A long-standing target for comedians is the comb-over hairstyle that footballer Bobby Charlton made famous. This week, however, I had a Chrome-over and it definitely wasn't funny at all.
Though while we're talking about comedians (and before I fall back into my default diatribe mode) I ought to mention that, according to David Quantick's recent article in the Daily Telegraph, they just released the list of the best gags from this year's Edinburgh Festival. Amongst the winners were "You know who really gives kids a bad name? Posh and Becks", and "I took part in the sun-tanning Olympics - I just got Bronze".
However, what really took the shine off my otherwise entertaining week was another Adobe-initiated episode of nonsensical installation.
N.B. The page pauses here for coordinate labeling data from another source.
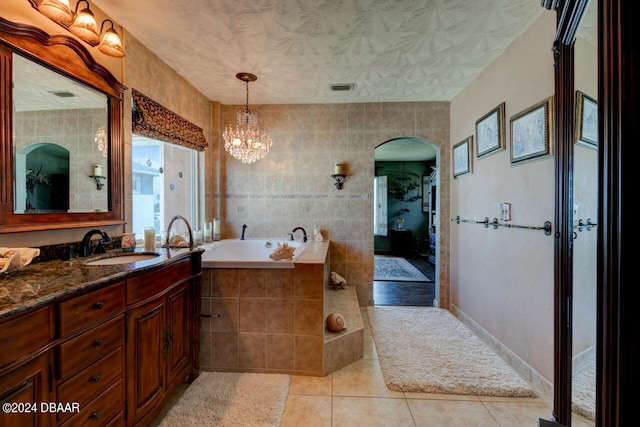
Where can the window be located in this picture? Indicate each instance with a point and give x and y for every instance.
(163, 185)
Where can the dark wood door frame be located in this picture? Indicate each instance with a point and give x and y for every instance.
(618, 345)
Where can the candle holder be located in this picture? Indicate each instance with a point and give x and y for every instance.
(98, 180)
(339, 177)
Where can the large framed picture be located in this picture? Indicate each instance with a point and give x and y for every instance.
(586, 120)
(462, 157)
(531, 133)
(490, 132)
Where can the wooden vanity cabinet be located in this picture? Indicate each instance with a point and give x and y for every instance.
(90, 360)
(159, 331)
(116, 351)
(26, 368)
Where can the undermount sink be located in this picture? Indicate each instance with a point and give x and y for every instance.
(125, 258)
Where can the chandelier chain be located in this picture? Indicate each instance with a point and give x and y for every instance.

I've moaned about how Adobe Reader takes over your system when you install the latest patched version by adding desktop shortcuts and auto-run programs. But after half an hour of aggravation with the latest Flash update I'm wondering if, together with its unavailability on new mobile devices, Adobe is trying to kill Flash off by annoying people so much that they give up on it altogether.
Why? Well if you didn't notice, the latest update for Flash fires up the Adobe installation page that contains a big yellow "Update" button. Being well trained in the need to keep software up to date for security reasons, my wife did as you would expect and clicked the big yellow button. Then, when the prompt appeared for the installer, I wandered over, checked it was digitally signed and looked valid, and entered the admin credentials.
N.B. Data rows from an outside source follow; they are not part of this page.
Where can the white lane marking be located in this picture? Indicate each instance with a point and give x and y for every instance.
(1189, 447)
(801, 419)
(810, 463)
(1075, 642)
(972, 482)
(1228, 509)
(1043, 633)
Within minutes I was summoned back to explain why her web browser had "gone funny", only to discover that she now had Google Chrome installed as the default browser. Grumbling heartily I uninstalled it and the Google toolbar that had also snuck itself onto her computer. Then, when IE prompted, I allowed it to set itself as the default browser, and all seemed well.
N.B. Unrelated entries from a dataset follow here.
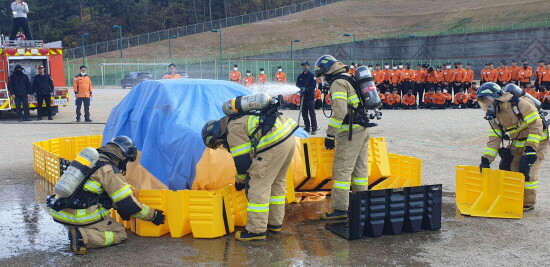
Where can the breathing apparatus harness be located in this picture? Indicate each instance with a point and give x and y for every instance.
(82, 199)
(360, 114)
(267, 118)
(504, 151)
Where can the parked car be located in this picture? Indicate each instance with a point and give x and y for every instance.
(134, 77)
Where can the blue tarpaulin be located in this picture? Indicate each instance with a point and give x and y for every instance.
(165, 118)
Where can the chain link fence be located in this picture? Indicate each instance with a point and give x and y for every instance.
(113, 45)
(110, 73)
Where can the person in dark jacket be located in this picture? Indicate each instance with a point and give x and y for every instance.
(306, 82)
(19, 87)
(42, 86)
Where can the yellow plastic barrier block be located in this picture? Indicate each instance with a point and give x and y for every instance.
(500, 196)
(378, 161)
(177, 212)
(318, 163)
(240, 204)
(406, 171)
(290, 192)
(154, 199)
(116, 217)
(208, 214)
(468, 187)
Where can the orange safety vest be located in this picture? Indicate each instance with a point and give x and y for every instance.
(378, 76)
(82, 85)
(280, 77)
(248, 81)
(235, 76)
(460, 75)
(262, 78)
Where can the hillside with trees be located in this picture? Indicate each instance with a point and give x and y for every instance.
(66, 20)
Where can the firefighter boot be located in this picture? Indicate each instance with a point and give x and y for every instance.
(335, 215)
(76, 242)
(274, 228)
(248, 236)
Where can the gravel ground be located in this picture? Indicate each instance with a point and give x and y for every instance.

But it was only few minutes before the next summoning from "her who must be obeyed". Now, when clicking links in her emails from Facebook and from other friends, the computer politely informed her that she wasn't allowed to open them, and to contact her system administrator (which, unfortunately, is me).
It was only after much furkling on the web that I found the answer, and a Microsoft Fixit, that solved the issue. It seems that uninstalling Chrome breaks Outlook's default associations in the Registry. Thank you for that Google. And thanks Adobe for installing all this stuff in the first place. Yes, I admit that Chrome and the Google toolbar are "optional", as I discovered when my own computer decided to tell me there was a Flash update available, but why on earth is "yes" the default setting? Has Adobe found a new meaning for the word "optional"?
My understanding of things that are "optional" is that you can ask for them if you want them. Imagine if you bought a new car from a dealer that operated Adobe's "optional" policy, and you forgot to specifically tell the salesman you didn’t want electrically operated sun visors on all the windows, 24 inch bright green alloy wheels, a tow bar and bicycle rack, and three inch thick fleece upholstery. Like when you update your Flash player, you might be less than happy when they delivered it.
One of the evergreen one-line gags that regularly surfaces is "What's another word for thesaurus?" According to my thesaurus, "optional" means "non-compulsory", "voluntary", and "uncompelled". Adobe seem to use different kind of thesaurus where "optional" means "recommended", "advocated", and "proposed". It's enough to make your blood boil. Though, according to Phyllis Diller (who died recently) you know you are getting old when you go to give blood and they tell you that your type is discontinued...
I was using Chrome until I found IE 10 more friendly and I suffered same kind of agony because a lots of stuff had stopped working. I suppose it has something to do in my case as well.